At first, I had no idea I was in hell. I was lying in the same street I walk every day at noontime on my way to lunch.
“What happened?” I asked the man who helped me up.
“You stepped off the curb without looking over your shoulder.”
It’s a tricky intersection, especially for Boston, the Jaywalking Capital of America. Pedestrians flow to the left to get where they’re going, but traffic enters from the right. I’ve often told myself that it was the place where I was going to die, and I was finally right. I guess when you’re dead “finally” is the only option.
“Who are you?” I asked the man.
The fallen angel who ranks below Satan in Paradise Lost. “So–I’m not evil enough for the Big Enchilada himself to grace me with his presence?”
“Not even close. You’re going to hell for some pretty minor stuff.”
“That weekend where you had . . . uh . . . ‘dates’ with three women.”
“I was in my thirties.”
“And that AIDS joke you seem so fond of.”
“The one where the health worker sees a bunch of junkies sharing a needle, and says ‘Stop that, you’ll get AIDS.’”
“. . . and one of them answers, ‘It’s okay, we’re wearing condoms.’ Yes–that one.”

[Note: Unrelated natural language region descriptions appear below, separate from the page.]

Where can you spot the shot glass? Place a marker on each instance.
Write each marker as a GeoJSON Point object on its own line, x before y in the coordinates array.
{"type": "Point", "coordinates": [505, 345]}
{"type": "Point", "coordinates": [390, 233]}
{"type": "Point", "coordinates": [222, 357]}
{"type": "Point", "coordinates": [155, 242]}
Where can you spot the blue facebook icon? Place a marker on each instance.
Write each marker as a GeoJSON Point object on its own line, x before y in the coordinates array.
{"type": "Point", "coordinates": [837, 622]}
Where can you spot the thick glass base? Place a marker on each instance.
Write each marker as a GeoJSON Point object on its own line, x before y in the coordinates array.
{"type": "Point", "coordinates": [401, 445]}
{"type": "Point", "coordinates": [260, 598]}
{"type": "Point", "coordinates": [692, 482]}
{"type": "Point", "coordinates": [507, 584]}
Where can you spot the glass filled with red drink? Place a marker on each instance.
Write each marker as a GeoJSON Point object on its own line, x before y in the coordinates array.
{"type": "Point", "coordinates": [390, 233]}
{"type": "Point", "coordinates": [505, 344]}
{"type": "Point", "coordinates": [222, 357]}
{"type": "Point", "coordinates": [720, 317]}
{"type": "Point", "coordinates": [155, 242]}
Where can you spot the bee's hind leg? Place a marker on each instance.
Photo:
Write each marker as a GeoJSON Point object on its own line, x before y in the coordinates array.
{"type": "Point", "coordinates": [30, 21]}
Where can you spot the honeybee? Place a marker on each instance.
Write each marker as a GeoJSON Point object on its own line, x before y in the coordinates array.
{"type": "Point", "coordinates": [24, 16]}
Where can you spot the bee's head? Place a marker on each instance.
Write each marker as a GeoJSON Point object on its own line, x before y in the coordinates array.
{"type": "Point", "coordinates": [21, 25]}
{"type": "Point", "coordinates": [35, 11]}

A bit harsh, if you ask me, but on the other hand, I wasn’t sure I really cared. Some people want to go to heaven, but I’d rather be with my friends.
“Okay–so take me away.”
“Actually, you’re slotted for a place right near here . . . “–-he looked down at his clipboard–-”Tony’s Deli.”
“You’re kidding!” I said. “That’s where I was going.”
“Funny how that works out.”
“What’s so hellish about going to my favorite diner?”
“Nothing much. You’ll sit there, day after day, nothing will ever change.”
“What day is today?” I asked, my head still not clear.
“Yes!” I exclaimed. I’d be feasting on the special–-cranberry-walnut chicken salad sandwiches–-until the end of time. “Lead the way.”
Cranberry-walnut chicken salad–yum!
Tony’s is something of a hole in the wall since most people get their sandwiches to go and take them back to their desks. There’s just a skinny counter, which was last wiped down during the second Clinton administration, and three tiny tables crammed into a corner.
I felt magnanimous, so I offered to buy my devilish friend lunch. “Anything you want,” I said expansively. He got the special on my recommendation, and we sat down at one of the tables.
“So hell is just like Sartre said it would be in No Exit, huh?” I asked him.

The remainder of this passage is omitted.